IL FASCISMO “BUONO” DELLA GRILLINA E IL RISVEGLIO DEI FARISEI STRABICI DELL’ANTIFASCISMO
LE LEGGI SOCIALI DI CUI SI DOTO’ IL PRIMO FASCISMO FURONO TALMENTE ALL’AVANGUARDIA DA ESSERE ADOTTATE IN MOLTI PAESI DEMOCRATICI… QUALCUNO FORSE RIMPIANGE LA DESTRA LIBERALE DEI PADRONI DELLE FERRIERE E LA SINISTRA DEI GULAG?
Da decenni, a cominciare dai primi studi di De Felice, il fascismo è ormai oggetto di seria analisi storiografica, dalle origini alla Rsi.
Esistono varie scuole di pensiero, ovviamente, tra chi esprime condanne in toto, chi salva gli anni del consenso (che, per essere definiti tali, evidentemente si basavano sulla condivisione del regime da parte degli italiani), e chi contestualizza le varie fasi nell’ambito dei sommovimenti mondiali di quegli anni.
Esistono poi i caricaturisti che speculano per una manciata di voti sull’apologia del regime, antifascisti che hanno messo il segnale dall’allarme al boiler della storia, pronti a scattare fuori dall’uscio appena una sprovveduta osa parlare di “fascismo buono” senza saper poi argomentare, qualche comunista d’annata che non ha avuto il piacere di partecipare a visite guidate ai gulag .
Le argomentazioni globali sono speculari alle dittature comuniste: libertà negate, regimi di polizia, persecuzione degli avversari politici.
Nulla di nuovo e nulla da obiettare.
Se non che sarebbe interessante computare anche le vittime del capitalismo di quegli anni, i diritti negati ai lavoratori, le morti in fabbrica, lo sfruttamento dei minori e delle donne, le guerre di colonizzazione condotte dalle democrazie e i relativi indigeni trucidati, i latifondi consegnati dalla destra storica alla speculazione dei grandi proprietari terrieri.
Ma su questi argomenti gli indignados, tra i grandi intellettuali italiani, sono pochini.
Il fascismo delle origini non può essere “buono”, sostengono oggi, perchè “marciò con violenza su Roma” (peraltro senza colpo sparare, segno che tanta opposizione non ci fu…) e distribuendo “randellate” (salvo dimenticare come furono accolti i reduci della guerra 15-18 dai “rivoluzionari comunisti” che notoriamente erano muniti solo di fiorellini di campo).
Sarebbe interessante che si aprisse un dibattito mettendo a confronto il welfare dei tempo della destra storica giolittiana e le norme d’avanguardia che introdusse il primo fascismo e quante ne ha prodotte la nostra democrazia negli ultimi sessanta anni.
Qualche esempio?
L’assicurazione Invalidità e Vecchiaia, la riduzione dell’orario di lavoro a otto ore, la tutela del lavoro delle donne e dei bambini, l’Opera nazionale dopolavoro, le colonie marine e montane per i ragazzi, l’elettrificazione della rete ferroviaria, lo sviluppo delle centrali idroelettriche, le bonifiche dell’agro Pontino, dell’Emilia, della bassa Padana, di Coltano, della Maremma, l’Opera Maternità e Infanzia, l’assistenza agli illegittimi, la Carta del lavoro, le esenzioni tributarie per le famiglie numerose, la creazione del libretto di lavoro, la legge istitutiva dell’Inps, gli assegni familiari, le Casse rurali e artigiane, la legge che istituiva lo IACP per le case popolari, l’assistenza santaria gratuita.

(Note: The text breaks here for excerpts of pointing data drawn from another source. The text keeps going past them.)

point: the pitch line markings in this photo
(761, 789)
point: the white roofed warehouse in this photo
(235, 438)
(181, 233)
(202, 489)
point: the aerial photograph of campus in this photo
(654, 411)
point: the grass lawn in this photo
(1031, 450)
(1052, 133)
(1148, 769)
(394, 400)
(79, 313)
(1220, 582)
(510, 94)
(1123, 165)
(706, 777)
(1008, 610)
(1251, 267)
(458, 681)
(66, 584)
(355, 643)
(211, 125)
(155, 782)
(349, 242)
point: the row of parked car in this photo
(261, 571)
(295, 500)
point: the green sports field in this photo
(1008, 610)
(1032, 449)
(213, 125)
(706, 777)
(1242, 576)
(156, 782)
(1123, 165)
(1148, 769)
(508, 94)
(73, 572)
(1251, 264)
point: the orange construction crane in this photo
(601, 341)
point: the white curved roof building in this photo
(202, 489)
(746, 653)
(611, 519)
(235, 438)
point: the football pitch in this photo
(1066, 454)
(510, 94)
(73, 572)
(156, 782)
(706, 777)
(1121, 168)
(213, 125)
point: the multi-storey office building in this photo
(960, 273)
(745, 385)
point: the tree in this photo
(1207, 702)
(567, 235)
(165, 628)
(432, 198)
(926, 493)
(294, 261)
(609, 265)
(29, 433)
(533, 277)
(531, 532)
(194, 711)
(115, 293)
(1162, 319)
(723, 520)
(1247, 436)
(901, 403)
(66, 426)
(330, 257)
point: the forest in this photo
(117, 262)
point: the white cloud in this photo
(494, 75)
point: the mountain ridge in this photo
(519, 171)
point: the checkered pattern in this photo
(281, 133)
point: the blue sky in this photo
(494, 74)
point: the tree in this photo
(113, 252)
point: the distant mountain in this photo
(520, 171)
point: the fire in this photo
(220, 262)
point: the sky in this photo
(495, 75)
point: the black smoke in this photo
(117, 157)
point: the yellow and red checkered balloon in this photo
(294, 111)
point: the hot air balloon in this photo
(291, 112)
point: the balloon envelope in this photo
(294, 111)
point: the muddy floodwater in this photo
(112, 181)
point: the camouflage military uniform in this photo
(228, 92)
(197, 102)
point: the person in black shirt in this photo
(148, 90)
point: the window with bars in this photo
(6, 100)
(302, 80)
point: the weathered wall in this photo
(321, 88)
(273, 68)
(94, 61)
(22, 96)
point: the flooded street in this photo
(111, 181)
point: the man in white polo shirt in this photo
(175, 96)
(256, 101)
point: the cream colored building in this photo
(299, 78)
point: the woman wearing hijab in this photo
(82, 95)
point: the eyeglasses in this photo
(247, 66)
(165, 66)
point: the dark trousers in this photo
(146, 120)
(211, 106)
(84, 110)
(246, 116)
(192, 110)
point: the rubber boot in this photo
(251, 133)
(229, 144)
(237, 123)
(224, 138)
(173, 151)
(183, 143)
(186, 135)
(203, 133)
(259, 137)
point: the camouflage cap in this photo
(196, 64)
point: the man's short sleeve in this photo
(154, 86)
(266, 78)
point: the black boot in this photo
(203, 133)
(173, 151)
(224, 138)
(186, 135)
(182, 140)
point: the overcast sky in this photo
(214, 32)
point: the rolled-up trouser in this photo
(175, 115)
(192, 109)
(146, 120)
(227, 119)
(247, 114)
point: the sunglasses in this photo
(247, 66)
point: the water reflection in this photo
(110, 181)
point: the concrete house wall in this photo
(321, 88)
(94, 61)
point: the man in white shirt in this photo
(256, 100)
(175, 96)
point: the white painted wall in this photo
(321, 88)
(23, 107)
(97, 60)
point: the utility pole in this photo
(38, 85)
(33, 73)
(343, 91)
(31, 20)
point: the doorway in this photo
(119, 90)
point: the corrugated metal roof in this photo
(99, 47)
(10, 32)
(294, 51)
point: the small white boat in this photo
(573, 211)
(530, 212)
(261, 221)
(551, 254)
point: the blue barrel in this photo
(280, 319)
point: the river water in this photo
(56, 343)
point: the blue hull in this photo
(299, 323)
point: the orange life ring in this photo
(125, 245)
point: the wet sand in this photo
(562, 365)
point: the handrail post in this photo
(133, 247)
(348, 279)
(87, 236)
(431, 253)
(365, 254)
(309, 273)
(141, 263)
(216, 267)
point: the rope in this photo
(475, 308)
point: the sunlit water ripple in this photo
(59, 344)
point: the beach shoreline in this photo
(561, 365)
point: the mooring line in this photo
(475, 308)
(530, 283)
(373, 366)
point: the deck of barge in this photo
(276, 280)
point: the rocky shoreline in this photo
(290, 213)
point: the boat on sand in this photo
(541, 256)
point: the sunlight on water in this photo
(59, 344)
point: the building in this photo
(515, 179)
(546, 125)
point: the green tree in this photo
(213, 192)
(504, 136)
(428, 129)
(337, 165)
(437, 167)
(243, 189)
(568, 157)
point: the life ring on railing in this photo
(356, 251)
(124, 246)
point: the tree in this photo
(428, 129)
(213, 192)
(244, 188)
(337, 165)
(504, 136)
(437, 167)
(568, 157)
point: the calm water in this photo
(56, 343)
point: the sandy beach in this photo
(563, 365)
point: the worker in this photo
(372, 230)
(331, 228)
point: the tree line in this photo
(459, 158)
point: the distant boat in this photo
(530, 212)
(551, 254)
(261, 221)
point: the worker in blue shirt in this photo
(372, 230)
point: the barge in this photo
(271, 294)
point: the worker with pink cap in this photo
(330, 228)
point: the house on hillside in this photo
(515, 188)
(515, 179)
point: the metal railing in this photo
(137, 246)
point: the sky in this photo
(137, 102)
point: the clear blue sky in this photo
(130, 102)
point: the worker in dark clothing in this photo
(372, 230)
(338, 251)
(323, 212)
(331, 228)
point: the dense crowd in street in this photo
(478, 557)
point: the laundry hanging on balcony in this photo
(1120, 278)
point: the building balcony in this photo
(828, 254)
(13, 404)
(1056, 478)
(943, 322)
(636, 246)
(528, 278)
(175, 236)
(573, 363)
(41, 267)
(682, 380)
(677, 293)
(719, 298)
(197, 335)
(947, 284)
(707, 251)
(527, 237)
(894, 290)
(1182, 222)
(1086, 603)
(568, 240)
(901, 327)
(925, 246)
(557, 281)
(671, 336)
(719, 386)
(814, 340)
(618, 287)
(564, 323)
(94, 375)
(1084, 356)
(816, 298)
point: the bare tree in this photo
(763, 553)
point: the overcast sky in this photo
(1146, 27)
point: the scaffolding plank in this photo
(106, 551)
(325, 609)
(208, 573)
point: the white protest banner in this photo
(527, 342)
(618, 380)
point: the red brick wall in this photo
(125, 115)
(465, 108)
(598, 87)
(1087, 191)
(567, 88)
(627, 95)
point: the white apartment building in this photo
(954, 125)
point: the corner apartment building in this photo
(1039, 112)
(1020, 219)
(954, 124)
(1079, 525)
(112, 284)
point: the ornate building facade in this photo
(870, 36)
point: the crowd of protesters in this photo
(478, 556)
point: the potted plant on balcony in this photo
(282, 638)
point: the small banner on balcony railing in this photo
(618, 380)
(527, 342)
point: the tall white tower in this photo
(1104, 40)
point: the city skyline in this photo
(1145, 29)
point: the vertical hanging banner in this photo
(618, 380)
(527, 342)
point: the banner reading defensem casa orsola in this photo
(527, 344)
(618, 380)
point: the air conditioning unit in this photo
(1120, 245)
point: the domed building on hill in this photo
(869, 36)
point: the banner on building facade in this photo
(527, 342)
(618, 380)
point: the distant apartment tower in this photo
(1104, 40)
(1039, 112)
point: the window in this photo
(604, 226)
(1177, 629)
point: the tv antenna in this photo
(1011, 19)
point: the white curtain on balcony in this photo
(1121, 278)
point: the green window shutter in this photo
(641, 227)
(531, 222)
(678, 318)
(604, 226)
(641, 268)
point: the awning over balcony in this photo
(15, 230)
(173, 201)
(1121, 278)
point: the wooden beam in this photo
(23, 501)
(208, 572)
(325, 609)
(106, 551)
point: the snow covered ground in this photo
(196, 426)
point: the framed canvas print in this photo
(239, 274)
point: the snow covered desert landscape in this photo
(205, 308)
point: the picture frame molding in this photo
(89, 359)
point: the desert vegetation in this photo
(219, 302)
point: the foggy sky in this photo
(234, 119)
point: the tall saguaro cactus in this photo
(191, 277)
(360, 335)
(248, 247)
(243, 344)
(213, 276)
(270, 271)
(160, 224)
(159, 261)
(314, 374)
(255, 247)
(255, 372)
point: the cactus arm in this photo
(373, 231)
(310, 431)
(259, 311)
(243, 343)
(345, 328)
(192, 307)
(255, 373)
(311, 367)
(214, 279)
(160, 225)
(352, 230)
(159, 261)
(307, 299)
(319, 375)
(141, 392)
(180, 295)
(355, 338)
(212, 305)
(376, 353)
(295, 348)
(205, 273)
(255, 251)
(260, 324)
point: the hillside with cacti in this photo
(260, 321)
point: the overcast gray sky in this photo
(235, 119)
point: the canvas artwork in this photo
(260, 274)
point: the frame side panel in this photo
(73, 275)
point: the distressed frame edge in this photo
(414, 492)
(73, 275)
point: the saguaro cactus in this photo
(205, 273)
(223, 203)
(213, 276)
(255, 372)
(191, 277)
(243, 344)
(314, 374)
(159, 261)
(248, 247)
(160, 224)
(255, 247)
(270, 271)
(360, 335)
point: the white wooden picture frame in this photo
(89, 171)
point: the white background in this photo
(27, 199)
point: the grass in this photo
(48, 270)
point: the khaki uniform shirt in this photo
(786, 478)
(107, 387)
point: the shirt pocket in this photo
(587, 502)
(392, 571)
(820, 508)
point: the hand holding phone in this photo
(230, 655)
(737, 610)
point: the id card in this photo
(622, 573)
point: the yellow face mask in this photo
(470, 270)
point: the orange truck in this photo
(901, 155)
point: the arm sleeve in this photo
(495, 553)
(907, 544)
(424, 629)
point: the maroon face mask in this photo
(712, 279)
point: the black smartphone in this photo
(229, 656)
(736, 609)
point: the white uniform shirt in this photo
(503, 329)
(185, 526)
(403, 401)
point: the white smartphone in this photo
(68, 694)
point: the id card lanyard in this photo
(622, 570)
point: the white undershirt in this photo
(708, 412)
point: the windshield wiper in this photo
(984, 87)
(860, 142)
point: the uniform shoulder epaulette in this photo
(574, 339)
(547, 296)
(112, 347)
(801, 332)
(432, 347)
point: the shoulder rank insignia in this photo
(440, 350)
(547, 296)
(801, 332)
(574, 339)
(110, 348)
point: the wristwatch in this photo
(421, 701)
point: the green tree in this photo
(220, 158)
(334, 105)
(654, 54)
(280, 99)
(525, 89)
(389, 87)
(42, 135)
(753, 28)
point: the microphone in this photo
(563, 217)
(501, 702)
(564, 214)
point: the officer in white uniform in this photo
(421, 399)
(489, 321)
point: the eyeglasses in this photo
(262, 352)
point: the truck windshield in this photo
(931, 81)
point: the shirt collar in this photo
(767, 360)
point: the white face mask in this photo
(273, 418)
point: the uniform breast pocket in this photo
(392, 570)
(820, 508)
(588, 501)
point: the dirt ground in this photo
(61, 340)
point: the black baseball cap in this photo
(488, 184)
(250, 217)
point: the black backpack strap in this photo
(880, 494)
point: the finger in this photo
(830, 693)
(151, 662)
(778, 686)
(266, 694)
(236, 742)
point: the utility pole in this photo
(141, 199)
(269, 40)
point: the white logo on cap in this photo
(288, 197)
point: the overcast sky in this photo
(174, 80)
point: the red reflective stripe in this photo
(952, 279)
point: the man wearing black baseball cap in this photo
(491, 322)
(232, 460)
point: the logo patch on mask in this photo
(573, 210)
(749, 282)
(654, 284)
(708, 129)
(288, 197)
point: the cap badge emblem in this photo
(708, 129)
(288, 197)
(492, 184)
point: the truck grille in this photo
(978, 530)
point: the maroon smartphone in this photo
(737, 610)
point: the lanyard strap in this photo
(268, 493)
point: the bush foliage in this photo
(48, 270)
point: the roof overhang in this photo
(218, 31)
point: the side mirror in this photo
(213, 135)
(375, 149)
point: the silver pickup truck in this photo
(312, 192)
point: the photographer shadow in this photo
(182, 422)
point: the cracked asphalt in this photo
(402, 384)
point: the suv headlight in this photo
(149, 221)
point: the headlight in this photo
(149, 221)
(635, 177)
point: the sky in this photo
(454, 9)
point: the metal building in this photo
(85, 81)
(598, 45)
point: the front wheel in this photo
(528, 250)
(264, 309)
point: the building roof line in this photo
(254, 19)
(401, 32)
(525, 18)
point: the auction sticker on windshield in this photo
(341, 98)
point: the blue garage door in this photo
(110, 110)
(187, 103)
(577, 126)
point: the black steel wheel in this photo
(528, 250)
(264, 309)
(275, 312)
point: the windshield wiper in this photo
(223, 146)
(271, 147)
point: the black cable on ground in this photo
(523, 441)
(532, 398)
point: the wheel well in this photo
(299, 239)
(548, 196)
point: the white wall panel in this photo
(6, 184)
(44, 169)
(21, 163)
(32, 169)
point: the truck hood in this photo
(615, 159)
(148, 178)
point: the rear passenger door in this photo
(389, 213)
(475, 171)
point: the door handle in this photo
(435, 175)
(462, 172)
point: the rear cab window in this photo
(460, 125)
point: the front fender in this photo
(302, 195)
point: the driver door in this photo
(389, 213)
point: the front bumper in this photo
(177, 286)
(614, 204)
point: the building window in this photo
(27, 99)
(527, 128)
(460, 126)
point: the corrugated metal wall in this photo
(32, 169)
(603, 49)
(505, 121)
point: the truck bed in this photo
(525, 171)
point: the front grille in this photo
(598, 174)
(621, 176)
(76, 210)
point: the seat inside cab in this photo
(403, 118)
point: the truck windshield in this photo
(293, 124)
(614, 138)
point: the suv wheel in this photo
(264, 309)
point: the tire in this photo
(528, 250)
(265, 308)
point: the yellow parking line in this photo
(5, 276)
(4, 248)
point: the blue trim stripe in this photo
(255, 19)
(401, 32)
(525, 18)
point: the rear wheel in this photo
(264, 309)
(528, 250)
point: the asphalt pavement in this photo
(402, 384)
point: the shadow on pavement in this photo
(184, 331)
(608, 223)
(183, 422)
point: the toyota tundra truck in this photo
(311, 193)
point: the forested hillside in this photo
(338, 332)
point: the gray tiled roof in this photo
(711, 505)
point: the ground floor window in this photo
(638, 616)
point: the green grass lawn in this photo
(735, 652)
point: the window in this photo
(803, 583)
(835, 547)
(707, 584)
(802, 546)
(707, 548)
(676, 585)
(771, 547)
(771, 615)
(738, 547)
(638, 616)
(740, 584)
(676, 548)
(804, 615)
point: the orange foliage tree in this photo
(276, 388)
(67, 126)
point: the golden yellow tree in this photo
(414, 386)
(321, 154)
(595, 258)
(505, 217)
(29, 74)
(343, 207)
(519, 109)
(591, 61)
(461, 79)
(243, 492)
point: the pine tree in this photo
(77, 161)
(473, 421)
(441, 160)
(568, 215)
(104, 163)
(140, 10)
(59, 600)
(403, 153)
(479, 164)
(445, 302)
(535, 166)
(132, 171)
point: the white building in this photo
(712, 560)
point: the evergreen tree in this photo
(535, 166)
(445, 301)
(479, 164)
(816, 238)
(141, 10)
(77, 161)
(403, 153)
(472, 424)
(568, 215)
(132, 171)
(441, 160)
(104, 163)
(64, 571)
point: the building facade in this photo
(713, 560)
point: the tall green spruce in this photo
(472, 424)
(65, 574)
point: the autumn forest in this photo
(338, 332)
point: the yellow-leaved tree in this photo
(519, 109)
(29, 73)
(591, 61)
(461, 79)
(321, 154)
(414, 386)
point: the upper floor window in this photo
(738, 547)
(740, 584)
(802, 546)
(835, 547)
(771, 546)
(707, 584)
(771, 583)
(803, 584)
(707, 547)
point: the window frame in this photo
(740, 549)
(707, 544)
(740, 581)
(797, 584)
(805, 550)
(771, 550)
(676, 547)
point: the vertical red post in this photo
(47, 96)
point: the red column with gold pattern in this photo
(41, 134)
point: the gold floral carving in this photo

Per non parlare dello lotta vera alla mafia, la creazione di aree industriali, lo sviluppo della rete autostradale, delle ferrovie e dei porti, la facoltà d’indagine alla polizia tributaria, gli acquedotti pugliese, del Monferrato, del Perugino, la creazione dei Parchi nazionali, la riforma della scuola.
Non era forse quell’Italia oggetto di ammirazione e di esempio legislativo per molte democrazie occidentali?
O quei leader erano tutti ubriachi quando introducevano nei loro Paesi le norme che per prime erano state adottate dall’Italia?
Prima di sollevare polemiche sul nulla, sarebbe opportuno che qualche giornalista studiasse la genesi del fascismo e la storia del nostro Paese.
Un fenomeno complesso non può essere lasciato alle battute di un Grillo, di un Cavaliere o di qualche caratterista da baraccone sedicente fascista a tempo scaduto.
Ma neanche a chi commenta i fenomeni storici soffrendo di strabismo.